2 十八才未満の少年兵

 それに朝乃は、孤児院がどうなっているのかも知りたい。なんせ朝乃が国外逃亡したのだ。さらに、裕也が軍から逃げた可能性もある。

 連帯責任により孤児院がどんな罰を受けているのか、不安でたまらない。孤児院の院長は賢く、頼りになる人だが、今回ばかりは子どもたちを守れないかもしれない。

「孤児院の名前と住所を教えてほしい。裕也君ともしゃべりたいが、孤児院の大人たちともしゃべりたい」

 朝乃は功に、大阪にある孤児院の名前と住所を教えた。

「ただ大人は、三人しかいません」

 そして、その三人の名前も教える。きっと功は、まだ子どもの朝乃と裕也は信用できない、大人と話したいと思っているのだろう。しかし、その考えは納得できた。
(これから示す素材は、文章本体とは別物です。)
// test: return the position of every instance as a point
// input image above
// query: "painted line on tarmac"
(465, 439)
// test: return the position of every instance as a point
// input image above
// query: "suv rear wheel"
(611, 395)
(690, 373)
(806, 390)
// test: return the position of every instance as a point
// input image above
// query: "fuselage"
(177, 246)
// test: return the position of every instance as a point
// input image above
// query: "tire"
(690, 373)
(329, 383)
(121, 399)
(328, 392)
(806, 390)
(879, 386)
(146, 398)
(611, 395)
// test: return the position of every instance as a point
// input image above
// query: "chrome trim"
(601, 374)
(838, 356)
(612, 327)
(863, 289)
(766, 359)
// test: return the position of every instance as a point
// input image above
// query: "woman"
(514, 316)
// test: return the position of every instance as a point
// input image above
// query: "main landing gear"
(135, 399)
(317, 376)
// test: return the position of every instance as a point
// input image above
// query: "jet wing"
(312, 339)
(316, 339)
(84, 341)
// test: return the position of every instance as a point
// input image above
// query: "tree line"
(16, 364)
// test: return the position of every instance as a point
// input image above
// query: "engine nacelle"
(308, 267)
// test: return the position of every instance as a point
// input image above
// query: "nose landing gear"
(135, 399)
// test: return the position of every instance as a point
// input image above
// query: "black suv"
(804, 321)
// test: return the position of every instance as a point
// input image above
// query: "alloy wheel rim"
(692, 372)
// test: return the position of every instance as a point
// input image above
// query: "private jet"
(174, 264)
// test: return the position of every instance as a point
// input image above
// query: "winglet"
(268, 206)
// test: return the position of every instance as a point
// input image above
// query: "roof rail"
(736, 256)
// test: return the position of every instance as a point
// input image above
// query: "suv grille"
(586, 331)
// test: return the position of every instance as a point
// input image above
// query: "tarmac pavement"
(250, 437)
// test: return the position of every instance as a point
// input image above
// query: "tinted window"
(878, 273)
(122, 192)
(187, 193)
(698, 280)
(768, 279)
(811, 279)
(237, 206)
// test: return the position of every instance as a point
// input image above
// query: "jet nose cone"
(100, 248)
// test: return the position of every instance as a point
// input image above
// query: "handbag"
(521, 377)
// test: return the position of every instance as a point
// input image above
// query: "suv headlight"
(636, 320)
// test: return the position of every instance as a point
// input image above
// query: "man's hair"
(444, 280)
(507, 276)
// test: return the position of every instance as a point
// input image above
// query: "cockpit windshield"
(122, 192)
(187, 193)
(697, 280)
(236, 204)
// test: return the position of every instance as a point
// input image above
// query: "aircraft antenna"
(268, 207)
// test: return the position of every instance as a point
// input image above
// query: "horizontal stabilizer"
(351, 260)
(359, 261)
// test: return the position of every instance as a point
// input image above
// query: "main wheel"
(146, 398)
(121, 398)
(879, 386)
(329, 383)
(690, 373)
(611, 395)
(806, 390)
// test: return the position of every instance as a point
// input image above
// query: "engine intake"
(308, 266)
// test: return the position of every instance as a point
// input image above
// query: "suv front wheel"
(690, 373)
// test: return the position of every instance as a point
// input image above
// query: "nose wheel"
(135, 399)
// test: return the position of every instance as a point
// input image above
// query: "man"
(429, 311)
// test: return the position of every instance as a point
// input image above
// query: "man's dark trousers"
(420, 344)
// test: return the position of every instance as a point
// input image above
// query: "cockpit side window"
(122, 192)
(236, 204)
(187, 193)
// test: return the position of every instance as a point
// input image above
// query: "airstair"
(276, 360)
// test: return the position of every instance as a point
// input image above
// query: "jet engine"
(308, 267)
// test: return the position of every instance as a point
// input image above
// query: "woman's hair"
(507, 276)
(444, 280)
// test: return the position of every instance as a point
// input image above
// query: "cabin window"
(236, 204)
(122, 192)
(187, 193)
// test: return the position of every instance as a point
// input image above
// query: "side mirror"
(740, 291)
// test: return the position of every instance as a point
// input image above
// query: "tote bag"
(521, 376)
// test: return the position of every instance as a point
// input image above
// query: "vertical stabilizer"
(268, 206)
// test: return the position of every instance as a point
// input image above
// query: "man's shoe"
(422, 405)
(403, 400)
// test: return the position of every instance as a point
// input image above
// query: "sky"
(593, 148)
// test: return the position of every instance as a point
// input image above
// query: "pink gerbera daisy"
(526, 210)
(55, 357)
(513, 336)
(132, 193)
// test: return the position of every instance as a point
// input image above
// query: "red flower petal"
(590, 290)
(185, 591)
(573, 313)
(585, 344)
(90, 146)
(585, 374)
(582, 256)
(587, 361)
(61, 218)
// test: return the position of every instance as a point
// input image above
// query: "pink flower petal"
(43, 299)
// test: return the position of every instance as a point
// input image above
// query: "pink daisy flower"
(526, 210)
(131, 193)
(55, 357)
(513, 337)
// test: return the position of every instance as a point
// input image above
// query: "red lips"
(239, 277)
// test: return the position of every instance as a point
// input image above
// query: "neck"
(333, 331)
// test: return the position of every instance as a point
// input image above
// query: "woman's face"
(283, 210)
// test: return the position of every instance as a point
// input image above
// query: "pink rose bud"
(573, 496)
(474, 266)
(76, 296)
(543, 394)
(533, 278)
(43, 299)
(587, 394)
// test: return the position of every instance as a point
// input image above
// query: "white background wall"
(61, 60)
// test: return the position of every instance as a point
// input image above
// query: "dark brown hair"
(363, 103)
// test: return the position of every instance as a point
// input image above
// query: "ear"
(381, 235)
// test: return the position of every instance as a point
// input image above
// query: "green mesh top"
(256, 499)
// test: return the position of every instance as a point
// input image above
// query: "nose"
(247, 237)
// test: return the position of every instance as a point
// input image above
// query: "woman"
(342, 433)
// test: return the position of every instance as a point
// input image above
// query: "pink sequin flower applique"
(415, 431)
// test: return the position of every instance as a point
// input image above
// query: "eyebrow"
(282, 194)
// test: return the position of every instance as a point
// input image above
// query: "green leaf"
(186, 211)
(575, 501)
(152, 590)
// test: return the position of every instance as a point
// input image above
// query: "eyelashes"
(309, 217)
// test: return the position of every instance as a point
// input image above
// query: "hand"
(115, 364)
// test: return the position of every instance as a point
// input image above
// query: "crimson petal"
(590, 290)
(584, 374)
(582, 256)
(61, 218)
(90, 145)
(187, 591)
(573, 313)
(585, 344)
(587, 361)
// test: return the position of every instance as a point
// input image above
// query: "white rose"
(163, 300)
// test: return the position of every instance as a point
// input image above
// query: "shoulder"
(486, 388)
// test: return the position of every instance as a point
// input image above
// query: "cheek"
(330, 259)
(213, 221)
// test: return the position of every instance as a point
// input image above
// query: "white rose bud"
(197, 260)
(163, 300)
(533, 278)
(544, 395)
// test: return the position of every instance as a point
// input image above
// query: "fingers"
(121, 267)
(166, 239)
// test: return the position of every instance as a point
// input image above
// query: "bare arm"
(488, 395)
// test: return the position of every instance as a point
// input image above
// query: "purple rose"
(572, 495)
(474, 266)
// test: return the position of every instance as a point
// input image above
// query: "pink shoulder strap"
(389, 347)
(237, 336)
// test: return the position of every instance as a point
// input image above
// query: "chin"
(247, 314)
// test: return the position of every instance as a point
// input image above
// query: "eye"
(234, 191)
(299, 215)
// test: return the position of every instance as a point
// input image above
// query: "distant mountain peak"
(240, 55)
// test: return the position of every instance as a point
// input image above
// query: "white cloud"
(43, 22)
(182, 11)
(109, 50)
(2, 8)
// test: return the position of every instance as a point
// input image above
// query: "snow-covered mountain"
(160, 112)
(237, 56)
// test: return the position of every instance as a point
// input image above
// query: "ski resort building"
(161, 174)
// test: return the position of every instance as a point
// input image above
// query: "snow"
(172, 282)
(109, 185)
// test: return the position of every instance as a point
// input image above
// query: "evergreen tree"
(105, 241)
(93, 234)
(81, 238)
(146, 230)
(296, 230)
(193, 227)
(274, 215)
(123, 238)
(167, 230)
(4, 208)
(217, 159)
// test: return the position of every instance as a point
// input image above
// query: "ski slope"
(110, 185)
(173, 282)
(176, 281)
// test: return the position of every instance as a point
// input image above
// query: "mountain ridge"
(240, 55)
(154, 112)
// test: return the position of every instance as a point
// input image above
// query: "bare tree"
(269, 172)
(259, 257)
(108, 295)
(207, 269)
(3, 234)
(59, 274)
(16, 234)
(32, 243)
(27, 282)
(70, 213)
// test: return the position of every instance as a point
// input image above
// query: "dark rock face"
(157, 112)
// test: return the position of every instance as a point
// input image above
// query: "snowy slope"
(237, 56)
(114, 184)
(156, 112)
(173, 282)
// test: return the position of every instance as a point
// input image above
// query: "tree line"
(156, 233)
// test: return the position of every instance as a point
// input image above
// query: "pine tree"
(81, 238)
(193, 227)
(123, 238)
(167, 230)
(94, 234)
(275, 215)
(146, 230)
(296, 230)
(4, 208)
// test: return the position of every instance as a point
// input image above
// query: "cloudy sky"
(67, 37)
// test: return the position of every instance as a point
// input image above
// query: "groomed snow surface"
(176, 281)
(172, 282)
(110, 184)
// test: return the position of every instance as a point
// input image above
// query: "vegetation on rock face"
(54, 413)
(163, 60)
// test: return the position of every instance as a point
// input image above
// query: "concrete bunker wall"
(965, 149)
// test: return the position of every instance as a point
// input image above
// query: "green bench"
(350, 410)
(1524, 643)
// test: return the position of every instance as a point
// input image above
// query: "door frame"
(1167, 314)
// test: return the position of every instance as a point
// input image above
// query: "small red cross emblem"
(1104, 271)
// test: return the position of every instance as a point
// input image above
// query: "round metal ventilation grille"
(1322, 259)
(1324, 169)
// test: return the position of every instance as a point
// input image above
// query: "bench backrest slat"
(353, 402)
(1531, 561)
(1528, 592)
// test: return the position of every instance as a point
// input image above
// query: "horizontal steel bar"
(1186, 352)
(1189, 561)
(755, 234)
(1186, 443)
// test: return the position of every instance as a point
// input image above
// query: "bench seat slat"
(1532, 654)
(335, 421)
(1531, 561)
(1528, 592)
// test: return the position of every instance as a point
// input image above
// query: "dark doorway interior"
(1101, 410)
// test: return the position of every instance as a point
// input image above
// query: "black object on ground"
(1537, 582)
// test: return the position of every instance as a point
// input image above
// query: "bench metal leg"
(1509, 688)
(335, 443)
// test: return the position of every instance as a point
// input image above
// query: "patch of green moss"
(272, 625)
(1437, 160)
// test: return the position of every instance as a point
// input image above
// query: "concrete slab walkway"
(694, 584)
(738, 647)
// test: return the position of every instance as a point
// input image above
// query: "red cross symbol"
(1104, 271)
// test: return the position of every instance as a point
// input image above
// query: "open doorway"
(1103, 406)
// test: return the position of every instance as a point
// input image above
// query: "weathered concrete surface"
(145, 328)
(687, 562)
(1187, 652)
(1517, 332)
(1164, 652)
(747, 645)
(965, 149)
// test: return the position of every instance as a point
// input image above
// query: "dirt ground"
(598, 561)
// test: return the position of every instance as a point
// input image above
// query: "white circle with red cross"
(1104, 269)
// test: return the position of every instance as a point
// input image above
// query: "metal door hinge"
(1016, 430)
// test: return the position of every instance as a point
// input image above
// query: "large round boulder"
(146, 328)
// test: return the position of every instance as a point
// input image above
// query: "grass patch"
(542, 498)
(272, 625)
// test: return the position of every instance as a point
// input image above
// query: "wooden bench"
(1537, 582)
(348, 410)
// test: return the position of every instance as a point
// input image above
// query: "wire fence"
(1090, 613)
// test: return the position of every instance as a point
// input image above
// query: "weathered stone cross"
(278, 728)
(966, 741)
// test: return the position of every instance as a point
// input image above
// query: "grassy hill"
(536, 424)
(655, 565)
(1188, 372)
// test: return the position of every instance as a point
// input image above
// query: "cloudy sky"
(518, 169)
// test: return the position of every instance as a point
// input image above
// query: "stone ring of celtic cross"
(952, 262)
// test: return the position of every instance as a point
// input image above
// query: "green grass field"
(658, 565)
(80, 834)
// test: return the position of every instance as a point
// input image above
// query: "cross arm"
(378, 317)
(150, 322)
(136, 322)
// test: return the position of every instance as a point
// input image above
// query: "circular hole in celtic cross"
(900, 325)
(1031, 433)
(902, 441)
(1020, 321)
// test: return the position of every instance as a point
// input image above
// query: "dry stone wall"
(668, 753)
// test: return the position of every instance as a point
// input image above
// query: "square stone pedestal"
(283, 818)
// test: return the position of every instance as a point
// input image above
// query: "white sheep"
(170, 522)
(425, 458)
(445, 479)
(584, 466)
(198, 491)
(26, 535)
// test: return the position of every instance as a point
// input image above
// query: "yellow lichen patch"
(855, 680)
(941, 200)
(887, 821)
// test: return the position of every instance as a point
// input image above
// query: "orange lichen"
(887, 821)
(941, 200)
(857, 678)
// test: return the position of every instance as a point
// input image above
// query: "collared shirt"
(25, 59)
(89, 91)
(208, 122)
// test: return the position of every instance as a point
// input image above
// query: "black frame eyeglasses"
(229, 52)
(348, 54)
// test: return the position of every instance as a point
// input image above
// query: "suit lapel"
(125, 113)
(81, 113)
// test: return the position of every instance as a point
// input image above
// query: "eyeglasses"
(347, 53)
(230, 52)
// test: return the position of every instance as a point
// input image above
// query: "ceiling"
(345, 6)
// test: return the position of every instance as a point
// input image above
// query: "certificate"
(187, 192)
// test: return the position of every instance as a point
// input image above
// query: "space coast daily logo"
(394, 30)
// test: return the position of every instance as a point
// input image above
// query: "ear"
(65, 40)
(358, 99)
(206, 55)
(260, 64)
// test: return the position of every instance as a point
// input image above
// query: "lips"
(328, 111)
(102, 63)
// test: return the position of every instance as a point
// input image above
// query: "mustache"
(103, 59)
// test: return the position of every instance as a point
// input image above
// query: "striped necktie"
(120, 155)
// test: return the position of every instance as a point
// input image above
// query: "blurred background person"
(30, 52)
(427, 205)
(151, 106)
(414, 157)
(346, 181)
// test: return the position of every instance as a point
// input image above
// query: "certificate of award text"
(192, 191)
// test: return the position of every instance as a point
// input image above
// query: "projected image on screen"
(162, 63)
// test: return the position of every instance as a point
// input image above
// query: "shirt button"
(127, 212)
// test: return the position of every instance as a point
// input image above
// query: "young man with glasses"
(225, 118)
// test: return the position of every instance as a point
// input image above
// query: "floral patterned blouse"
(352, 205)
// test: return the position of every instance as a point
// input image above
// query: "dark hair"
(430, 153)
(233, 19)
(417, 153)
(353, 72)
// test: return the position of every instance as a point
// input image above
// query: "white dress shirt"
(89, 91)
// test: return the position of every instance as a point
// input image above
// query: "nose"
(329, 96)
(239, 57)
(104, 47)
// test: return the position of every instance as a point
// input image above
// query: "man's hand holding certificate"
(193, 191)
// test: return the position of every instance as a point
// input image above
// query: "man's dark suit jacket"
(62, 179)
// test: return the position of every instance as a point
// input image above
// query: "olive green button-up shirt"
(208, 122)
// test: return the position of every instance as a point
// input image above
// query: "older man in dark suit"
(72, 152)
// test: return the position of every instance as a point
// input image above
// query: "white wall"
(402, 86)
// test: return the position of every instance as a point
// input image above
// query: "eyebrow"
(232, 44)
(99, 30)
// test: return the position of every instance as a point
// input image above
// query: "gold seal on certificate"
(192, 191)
「次に、裕也君の連絡さきを教えてくれ。彼のメールアドレスは?」

「今はありません。十八才未満の少年兵はみんな、家族と連絡を取ることを禁じられているのです。電話もメールも、ものを送るのも禁止されています」

 朝乃の言葉に、功はまゆをひそめた。

「連絡を取れば里心がついて任務に支障が出る、また少年たちが軍の機密情報を漏らしてしまうかもしれないと、軍の方から説明を受けました」

 そのときのことを思い出して、朝乃は悲しくなった。裕也と連絡が取れないと、朝乃は彼が従軍してから知らされたのだ。従軍前は、連絡を取り合うことができると朝乃も裕也も思っていた。

 今、日本の従軍年齢は、男性は十六才で女性は十八才だ。孤児院の子どもたちは、ほとんどが従軍年齢にたっすると、慢性的に人手不足の軍に入る。なので朝乃も、十八才になれば軍に入る。裕也とは、二年間だけ離ればなれの予定だった。

「メールのやりとりに検閲がかかったり、通話映像が録画されたりするのはよく聞くが、連絡を取ること自体を禁止しているのか?」

 功の声は怒っていた。朝乃は怖くなって、身を小さくする。

「申し訳ございません」

 習い性で謝罪する。孤児というだけで朝乃たちを攻撃する人たちは、少なからずいる。見ず知らずの人たちから罵倒されるのに、朝乃は慣れていた。

 運の悪い孤児などは、何の非もないのに暴力を受けると聞く。幸いにして朝乃の孤児院では、塀に落書きされたり、ゴミを捨てられたりする程度で済んでいるが。

「君に対して、怒っているわけではないんだ」

 功はあわててしゃべる。

「怖がらせて、すまない」

 彼はまゆを下げて謝った。

「となると、孤児院に連絡するしかないな。ただ、ひとつだけ問題があって」

 そのとき、どこからか電子音声がした。

「メールが届きました」

「了解。誰からだ」

 功が返事する。

「細田功の声紋を確認しました。こんにちは、功。メールの差出人は、ドルーアです」

「タイトルと本文を見せてくれ」

 功はコンピュータに命じる。ローテーブルの一角に、メールの文面が映し出された。しかし文章は月面英語で、朝乃には読めない。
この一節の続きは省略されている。